A: In 1964, Peter Higgs and others proposed the existence of a field that permeates all of space and would allow the generation of particle masses. The photon, which carries the electromagnetic force, has no mass, but the W and Z particles, which carry the weak force, do. But if you take the unified theory of the electromagnetic and weak interactions and try to put in a mass term for the W and one for the Z, the mathematics don't work. When you rewrite the theory to include the Higgs field, the Z and the W now have mass, the photon stays massless, and you get this other thing called the Higgs particle.

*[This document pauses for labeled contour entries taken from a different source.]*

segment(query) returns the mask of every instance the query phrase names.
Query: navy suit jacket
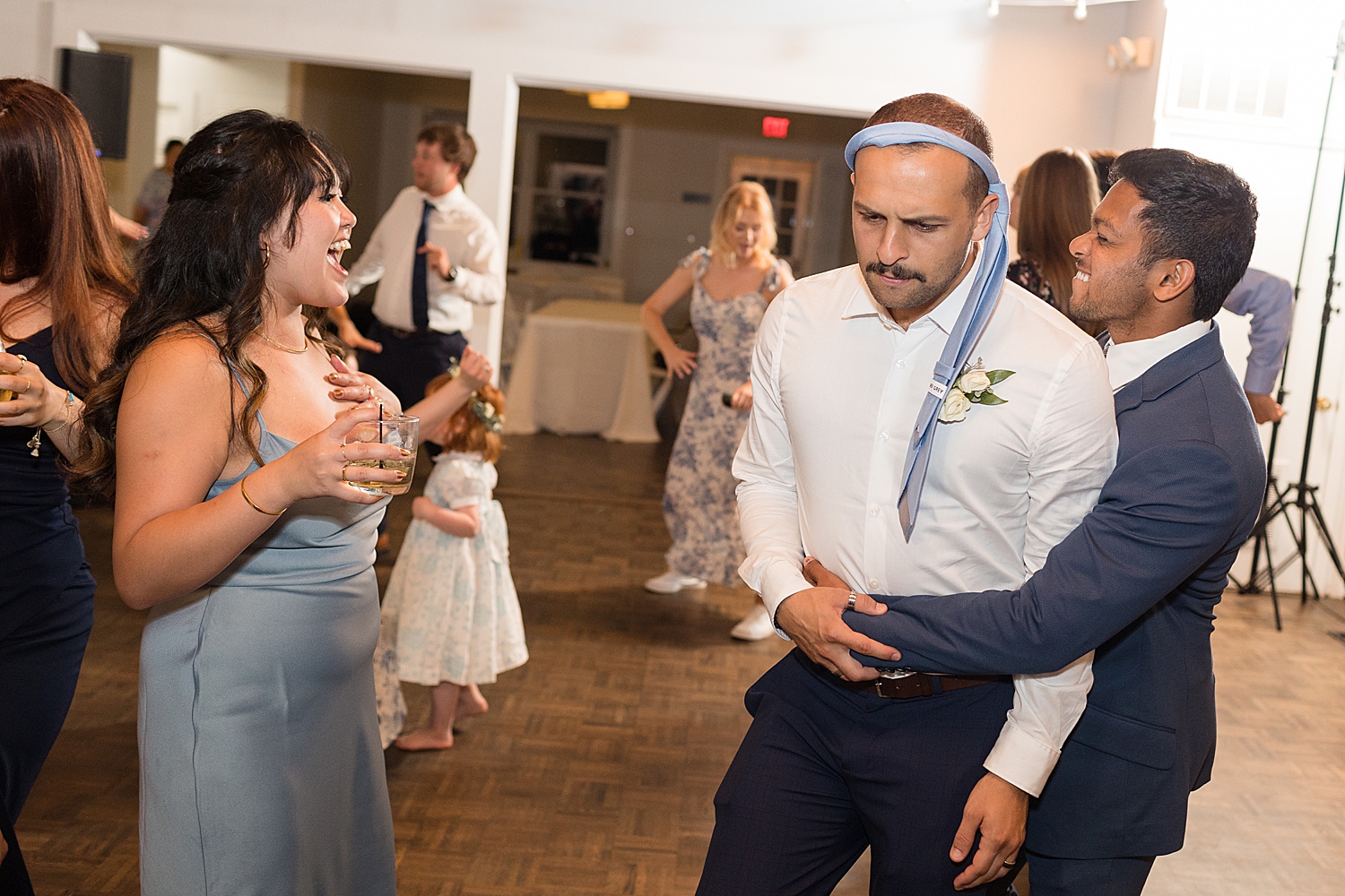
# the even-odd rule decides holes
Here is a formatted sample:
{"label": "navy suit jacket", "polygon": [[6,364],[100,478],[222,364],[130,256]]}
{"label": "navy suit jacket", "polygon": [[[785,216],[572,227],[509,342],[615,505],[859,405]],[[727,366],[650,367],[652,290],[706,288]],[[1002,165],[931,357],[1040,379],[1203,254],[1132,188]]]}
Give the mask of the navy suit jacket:
{"label": "navy suit jacket", "polygon": [[1096,647],[1088,708],[1028,823],[1028,849],[1060,858],[1181,849],[1186,801],[1215,760],[1215,604],[1266,488],[1217,325],[1115,400],[1116,469],[1021,588],[845,614],[921,672],[1040,674]]}

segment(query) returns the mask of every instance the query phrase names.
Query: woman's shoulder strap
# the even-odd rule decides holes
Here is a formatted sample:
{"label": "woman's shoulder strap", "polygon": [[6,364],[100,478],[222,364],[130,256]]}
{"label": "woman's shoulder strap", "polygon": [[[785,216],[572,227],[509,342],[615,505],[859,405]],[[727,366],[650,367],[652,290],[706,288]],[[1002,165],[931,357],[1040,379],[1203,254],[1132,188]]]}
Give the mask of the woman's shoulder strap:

It is really quite amazing that relatively simple mathematical expressions describe how nature works. There's no reason for it, necessarily, but it is a characteristic of the world we live in. Fundamental expressions like F = ma [force equals mass times acceleration] have great predictive power in their own domains, and when you go outside those domains you have to look for something even more fundamental.
So it is for the so-called Standard Model of particle physics. It has been very successful until now, and yet we know that something lies beyond it. It does not have a candidate particle for dark matter, for example. It only describes normal matter, which is just 4 percent of the matter in the universe. And then there's dark energy, which we're not even sure has a "particles and fields" description. That's a frontier where we don't even know yet how to write things down. The Standard Model also does not work in the early universe. If you calculate the mass of the Higgs particle, the calculation blows up when we get to an energy scale that lies between where the universe is today and the moment of the Big Bang.
Caltech has a central role in the search for dark matter and whatever else lies beyond the Standard Model. It's a never-ending journey, and one that has inspired students at Caltech for decades.
Q: How did you get into this line of work?
A: I was in the fourth grade in PS 225 in Brooklyn, and one day Mrs. DeSimone put out a cart of books that went way beyond what was in our class. I read them all from end to end, and then I started to read everything in sight. I found Eric Rogers' Physics for the Inquiring Mind, which was a really odd book because there were all these hand drawings. It's clear that he was trying very hard to describe physics to the general public. It was also the biggest book in the library. So I carried it around, and I got fascinated by physics and astronomy, but my undergraduate advisor at MIT was in high-energy physics. I got to do experimental physics at age 17. As a grad student, I took the subway to Harvard to use the Cambridge electron accelerator, where my PhD work showed evidence of what turned out to be the so-called "charmed" quark, which was discovered the following year. That set the course of my career.